From Arabic and Persian roots for spirit or soul, used as a poetic name meaning spiritual or soulful.
Roohi (روحی) flows from the Arabic word ruh (روح), meaning "soul," "spirit," or "breath of life" — a concept so central to Islamic cosmology and Sufi philosophy that it appears throughout the Quran as both the divine spirit breathed into Adam and the animating essence of human existence. The adjectival form rūhī translates as "spiritual," "of the soul," or "soulful," and names built on this root carry a metaphysical beauty that poets and mystics across the Islamic world have long celebrated. Rumi's Masnavi, perhaps the greatest work of Persian Sufi literature, opens with the haunting lament of the ruh separated from its divine source — a philosophical bedrock for the name's emotional weight.

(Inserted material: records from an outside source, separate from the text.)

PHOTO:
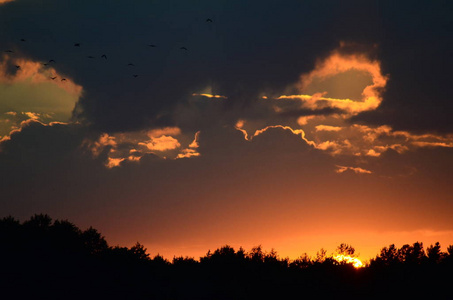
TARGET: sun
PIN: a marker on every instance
(357, 263)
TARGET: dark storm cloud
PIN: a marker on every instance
(250, 47)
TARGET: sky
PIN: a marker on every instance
(188, 125)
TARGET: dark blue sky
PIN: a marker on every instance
(145, 148)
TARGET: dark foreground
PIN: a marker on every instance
(42, 259)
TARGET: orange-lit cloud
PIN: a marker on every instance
(162, 143)
(339, 63)
(327, 128)
(30, 93)
(342, 169)
(167, 142)
(210, 96)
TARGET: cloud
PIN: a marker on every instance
(327, 128)
(357, 170)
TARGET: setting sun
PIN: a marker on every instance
(357, 263)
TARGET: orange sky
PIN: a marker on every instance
(248, 130)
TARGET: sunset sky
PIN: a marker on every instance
(295, 125)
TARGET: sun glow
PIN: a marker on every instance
(357, 263)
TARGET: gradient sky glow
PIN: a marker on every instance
(296, 126)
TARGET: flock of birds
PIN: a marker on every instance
(103, 56)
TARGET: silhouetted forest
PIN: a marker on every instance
(46, 259)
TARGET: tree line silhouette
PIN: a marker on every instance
(42, 258)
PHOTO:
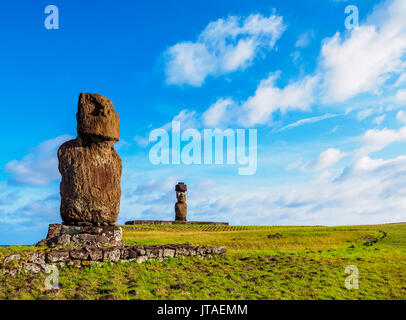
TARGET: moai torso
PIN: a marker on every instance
(181, 206)
(90, 167)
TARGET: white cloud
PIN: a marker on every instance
(224, 46)
(268, 98)
(187, 119)
(365, 113)
(304, 39)
(40, 166)
(325, 160)
(379, 119)
(401, 96)
(141, 141)
(365, 58)
(401, 116)
(309, 120)
(217, 112)
(376, 140)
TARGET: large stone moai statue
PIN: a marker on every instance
(181, 206)
(90, 167)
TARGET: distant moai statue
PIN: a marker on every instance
(180, 206)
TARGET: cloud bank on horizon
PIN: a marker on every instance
(331, 134)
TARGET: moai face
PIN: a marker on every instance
(96, 117)
(181, 196)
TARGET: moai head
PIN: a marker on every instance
(181, 196)
(96, 117)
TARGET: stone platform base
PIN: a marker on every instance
(59, 234)
(133, 222)
(40, 260)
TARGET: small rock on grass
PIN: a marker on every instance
(134, 292)
(177, 286)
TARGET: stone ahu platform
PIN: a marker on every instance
(40, 260)
(60, 234)
(134, 222)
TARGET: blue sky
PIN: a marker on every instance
(328, 104)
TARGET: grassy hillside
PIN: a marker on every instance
(261, 263)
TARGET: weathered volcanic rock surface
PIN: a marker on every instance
(94, 236)
(96, 117)
(180, 206)
(90, 167)
(180, 211)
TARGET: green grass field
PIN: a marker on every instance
(297, 263)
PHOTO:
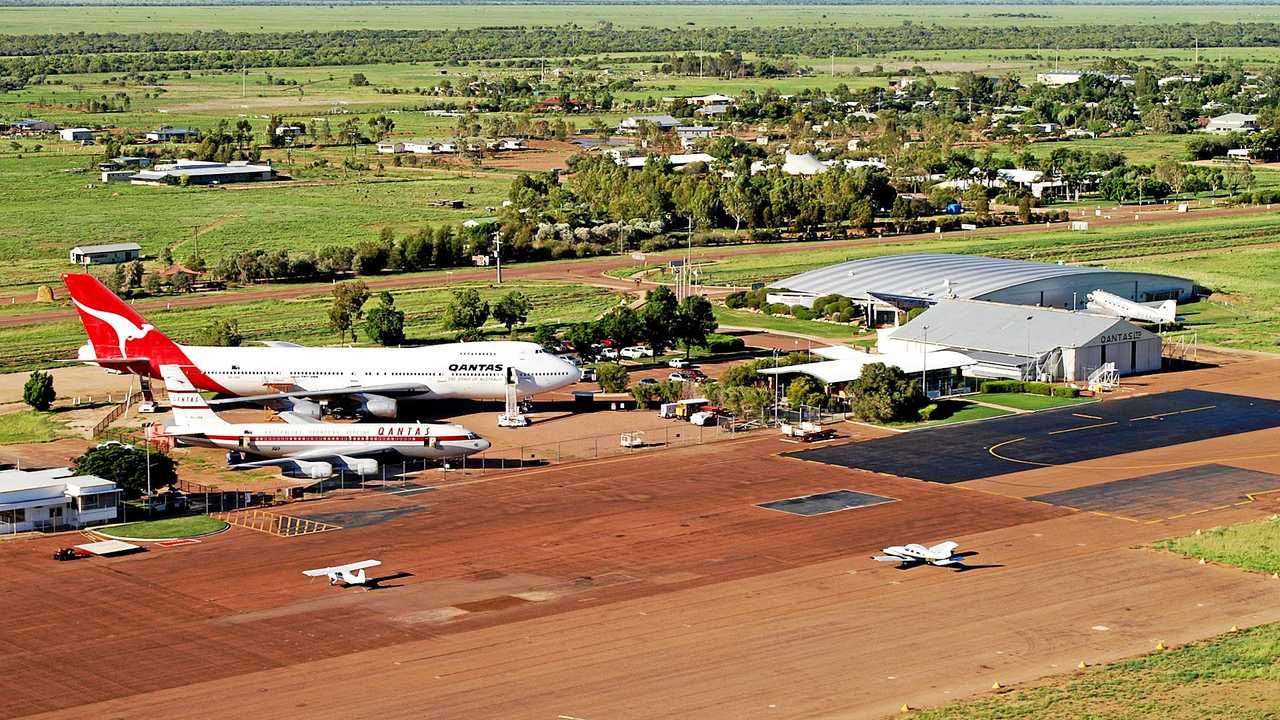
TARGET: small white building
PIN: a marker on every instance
(1232, 122)
(54, 500)
(76, 135)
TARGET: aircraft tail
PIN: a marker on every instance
(115, 331)
(188, 406)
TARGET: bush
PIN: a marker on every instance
(717, 342)
(1001, 386)
(1038, 388)
(612, 377)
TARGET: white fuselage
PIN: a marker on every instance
(471, 370)
(434, 441)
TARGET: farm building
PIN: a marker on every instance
(172, 135)
(891, 285)
(54, 500)
(76, 135)
(105, 254)
(197, 172)
(1016, 341)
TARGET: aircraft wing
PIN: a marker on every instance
(280, 343)
(316, 455)
(296, 419)
(389, 388)
(350, 568)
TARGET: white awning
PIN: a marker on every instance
(849, 365)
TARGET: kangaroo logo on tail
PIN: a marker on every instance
(124, 329)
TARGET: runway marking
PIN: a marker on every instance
(1083, 428)
(1157, 415)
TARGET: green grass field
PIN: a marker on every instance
(190, 527)
(1025, 400)
(28, 425)
(1253, 546)
(103, 18)
(305, 319)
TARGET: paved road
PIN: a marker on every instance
(592, 270)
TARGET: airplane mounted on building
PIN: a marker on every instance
(296, 378)
(304, 445)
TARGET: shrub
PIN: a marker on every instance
(1001, 386)
(1038, 388)
(717, 342)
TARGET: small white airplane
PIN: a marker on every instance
(304, 445)
(908, 555)
(350, 574)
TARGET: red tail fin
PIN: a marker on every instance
(114, 328)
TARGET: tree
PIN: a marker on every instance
(222, 333)
(466, 314)
(612, 377)
(127, 466)
(695, 318)
(39, 391)
(658, 318)
(384, 324)
(804, 391)
(885, 393)
(348, 302)
(512, 309)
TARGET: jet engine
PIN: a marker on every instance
(314, 469)
(359, 465)
(306, 408)
(378, 406)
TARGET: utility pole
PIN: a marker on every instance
(497, 254)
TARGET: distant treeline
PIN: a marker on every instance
(31, 55)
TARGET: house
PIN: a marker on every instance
(76, 135)
(1232, 122)
(105, 254)
(32, 126)
(197, 172)
(172, 135)
(54, 500)
(632, 123)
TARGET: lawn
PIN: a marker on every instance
(30, 425)
(305, 319)
(951, 411)
(784, 323)
(1253, 546)
(190, 527)
(1025, 400)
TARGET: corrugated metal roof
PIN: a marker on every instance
(995, 327)
(927, 276)
(109, 247)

In South Asian Muslim tradition — particularly across Pakistan, northern India, and Bangladesh — Roohi has been a favored feminine name for generations, chosen for both its spiritual meaning and its euphonious sound. The double-o spelling in the romanized form reflects the extended vowel (rūhī), and the name sits comfortably alongside Persian and Urdu literary culture where the soul's longing is a dominant poetic theme. Urdu ghazal poets have invoked ruh and its derivatives across centuries of verse.
In the twenty-first century, Roohi has traveled with South Asian diaspora communities to the United Kingdom, the United States, and Canada, where its brevity and clear meaning — "soulful" — make it accessible across cultural contexts. A 2021 Bollywood film of the same name brought it renewed attention. Soft and luminous in sound, vast in philosophical implication, Roohi is the rare name that is simultaneously intimate and cosmic.